These past few days have been very uncertain, and so are the days ahead. I've been recognizing how good I have it, but I always want more...I'm worried that if this truly happens, I'll throw away what I've been given for the risk of something better, but the something better will be something worse...I find myself worrying even though I know only time will tell...it's all whatever God desires.

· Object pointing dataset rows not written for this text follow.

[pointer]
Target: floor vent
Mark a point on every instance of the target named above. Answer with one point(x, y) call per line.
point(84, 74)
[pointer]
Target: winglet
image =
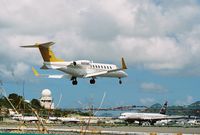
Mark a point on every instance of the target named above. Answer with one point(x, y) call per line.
point(35, 72)
point(123, 64)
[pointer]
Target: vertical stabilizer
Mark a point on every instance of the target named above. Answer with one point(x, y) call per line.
point(164, 108)
point(46, 52)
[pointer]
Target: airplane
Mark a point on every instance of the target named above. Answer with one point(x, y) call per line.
point(147, 118)
point(19, 117)
point(65, 119)
point(76, 69)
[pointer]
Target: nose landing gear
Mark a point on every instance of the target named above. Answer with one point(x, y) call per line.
point(92, 81)
point(74, 81)
point(120, 81)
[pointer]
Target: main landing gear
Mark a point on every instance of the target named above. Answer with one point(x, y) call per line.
point(92, 81)
point(74, 81)
point(120, 81)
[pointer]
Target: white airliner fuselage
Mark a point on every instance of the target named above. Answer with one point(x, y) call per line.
point(77, 69)
point(151, 118)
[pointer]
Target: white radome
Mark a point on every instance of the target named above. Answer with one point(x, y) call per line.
point(46, 93)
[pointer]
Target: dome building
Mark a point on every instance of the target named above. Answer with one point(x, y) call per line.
point(46, 99)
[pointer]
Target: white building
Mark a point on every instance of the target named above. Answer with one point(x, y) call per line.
point(46, 99)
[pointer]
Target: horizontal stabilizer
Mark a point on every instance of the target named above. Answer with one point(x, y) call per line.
point(37, 45)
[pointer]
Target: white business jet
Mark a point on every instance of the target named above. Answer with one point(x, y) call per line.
point(77, 69)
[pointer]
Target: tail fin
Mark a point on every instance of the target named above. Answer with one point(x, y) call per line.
point(46, 52)
point(164, 108)
point(123, 64)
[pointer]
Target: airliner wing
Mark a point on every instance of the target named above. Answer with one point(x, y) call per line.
point(101, 73)
point(50, 76)
point(95, 74)
point(109, 71)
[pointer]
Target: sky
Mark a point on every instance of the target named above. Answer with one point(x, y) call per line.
point(159, 40)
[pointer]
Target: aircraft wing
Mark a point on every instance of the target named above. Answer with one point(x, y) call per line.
point(123, 67)
point(95, 74)
point(50, 76)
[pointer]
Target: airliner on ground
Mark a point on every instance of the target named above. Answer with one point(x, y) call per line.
point(77, 69)
point(19, 117)
point(147, 118)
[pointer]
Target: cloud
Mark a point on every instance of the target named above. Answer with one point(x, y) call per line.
point(187, 101)
point(152, 87)
point(156, 35)
point(147, 101)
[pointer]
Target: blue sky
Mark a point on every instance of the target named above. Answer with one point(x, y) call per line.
point(158, 39)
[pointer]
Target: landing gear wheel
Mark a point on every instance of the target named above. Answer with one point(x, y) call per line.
point(74, 82)
point(120, 81)
point(92, 81)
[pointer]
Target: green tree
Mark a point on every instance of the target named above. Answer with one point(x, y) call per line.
point(35, 103)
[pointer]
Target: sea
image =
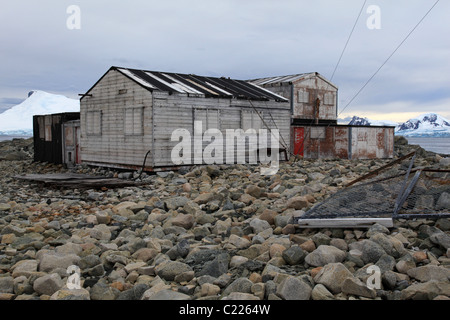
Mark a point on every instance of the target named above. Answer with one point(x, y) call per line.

So there is this boy that I'm fond of who I hadn't heard from in over a week. It's a challenge to hold a conversation with him, as it's never in person, and he's always disappearing and abandoning me. He causes me a lot of heartache, but I keep praying. I've never been as close to a boy as I have to this one. Today I felt like I was going to lose it if I didn't hear from him, and miraculously, he replied to me! But the conversation didn't get far, of course, but I know he's going through a rough time. I always embarrass myself a bit, trying to get him to come back after he disappears, but he does come back, and I always feel foolish for getting so worked up. I can't let myself blame myself though. I know that I can't just excuse all of his faults, but he's not perfect, and I always forgive him because I do care about him.
I don't see myself being with him the rest of my life, but he's important to me right now, and I know that God will help me through my difficulties with him. Also, I thank Him, I do thank Him for getting me this far and always proving me wrong, surprising me with His miracles.